No, Solar Is Not Raising Your Electricity Bill

(This post was updated in July 2025 to include more recent data.)

Surely, you’ve seen memes or heard claims that all the new solar installations in Maine are why our electricity costs are so high. Those who make these irresponsible claims—including some public officials—either don’t understand how our energy system works or don’t care. But here’s the truth—the opposite is true. 

First, let’s talk about your electric bill. 

Here is my latest one from CMP.

Two important lines are “CMP Delivery” and “Non-CMP Supplier Standard Offer.”

Despite this labeling, many people don’t realize that CMP does not sell electricity—it only delivers it. They are allowed to charge “CMP Delivery” for that service. 

Suppose you are one of the 90% of customers that are supplied by the “Standard Offer.” In that case, the other line on your bill is the cost of electricity bought by the Maine Public Utility Commission from the New England wholesale market. They buy it once a year, usually in November, which fixes the following year’s price.

Over half of that wholesale market comes from power plants burning natural gas, which has a significant influence.

In fact, if you track the ups and downs of gas prices with electricity prices over the last 6 years, they match.

Now, let’s put all the pieces together and look at the total bill. The red parts of the bar are CMP costs. Green is the Standard Offer Supply, and blue is a charge from the regional grid to get electricity into Maine. We’ll talk about the orange bars, which are the costs of solar in in 2022, 2023, 2024 and 2025, later.

So what can we do about this? It’s easy to see that supply is the real culprit since 2021, going up 57% since 2021 and delivery going up 44%. In 2025, these two costs are 75% of your bill.

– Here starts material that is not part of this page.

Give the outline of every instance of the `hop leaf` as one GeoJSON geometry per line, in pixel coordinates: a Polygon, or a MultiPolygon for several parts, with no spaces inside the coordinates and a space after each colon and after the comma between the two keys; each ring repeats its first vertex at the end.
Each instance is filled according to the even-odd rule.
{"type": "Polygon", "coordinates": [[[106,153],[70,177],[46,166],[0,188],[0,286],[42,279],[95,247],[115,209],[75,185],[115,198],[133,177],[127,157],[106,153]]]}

The best way to reduce supply cost is to use less power generated from natural gas. Every new kilowatt hour from cheaper sources like solar or imported power from Quebec replaces a kilowatt hour produced from natural gas. Without these new sources replacing gas, our bills would be much higher. 

The next biggest change is the red bar, the cost of delivering power. The more we make the operation of that grid more efficient, the lower this cost will become.

Now, to the myth- and it is a myth – that new solar panels in Maine are increasing electric bills.

New solar projects are indeed paid extra, and those costs are built into your bill. For CMP residential customers, these costs are the little orange slice in the bars in the chart above, not quite 7% this year. 

But your bill doesn’t tell you about the benefits of solar that keep costs down. 

First, solar energy removes expensive natural gas, which, as we saw, directly affects the standard offer price. The regional grid operator just illustrated the role of just rooftop solar in a recent article about a day in April. This situation occurs every day, in varying degrees.

All of the light yellow, yelllow, purple and blue portion of the day is power from renewables that would have otherwise been provied by natural gas.

Second, the old-fashioned way to meet new grid demand was to install more poles and wires – and their costs are part of the Delivery portion of your bill. Putting new solar panels near where customers need power avoids some of that expense.

Then there’s the environmental benefits. In addition to keeping costs low, solar energy reduces our reliance on fossil fuels, lowers pollution, and helps us meet our climate goals.

This is not to day NEB costs are not important- they are – but we should be focusing on other parts of the bill first.

There are two issues with Net Energy Billing that merit discussion – how those costs are allocated to customers – and future growth in these costs.

For the last few years the PUC has implemented different methods to allocate those costs to arious custgomer groups. Those allocations were particuallry inquitable for large customers. In July 2025 the PUC revised its allocation formula to mitigate this problem.

On cost growth- legislation was just passed, effective in September, that caps growth in NEB costs and ends the incentives that were part of the current program. New solar installations will compete entirely on competitive costs.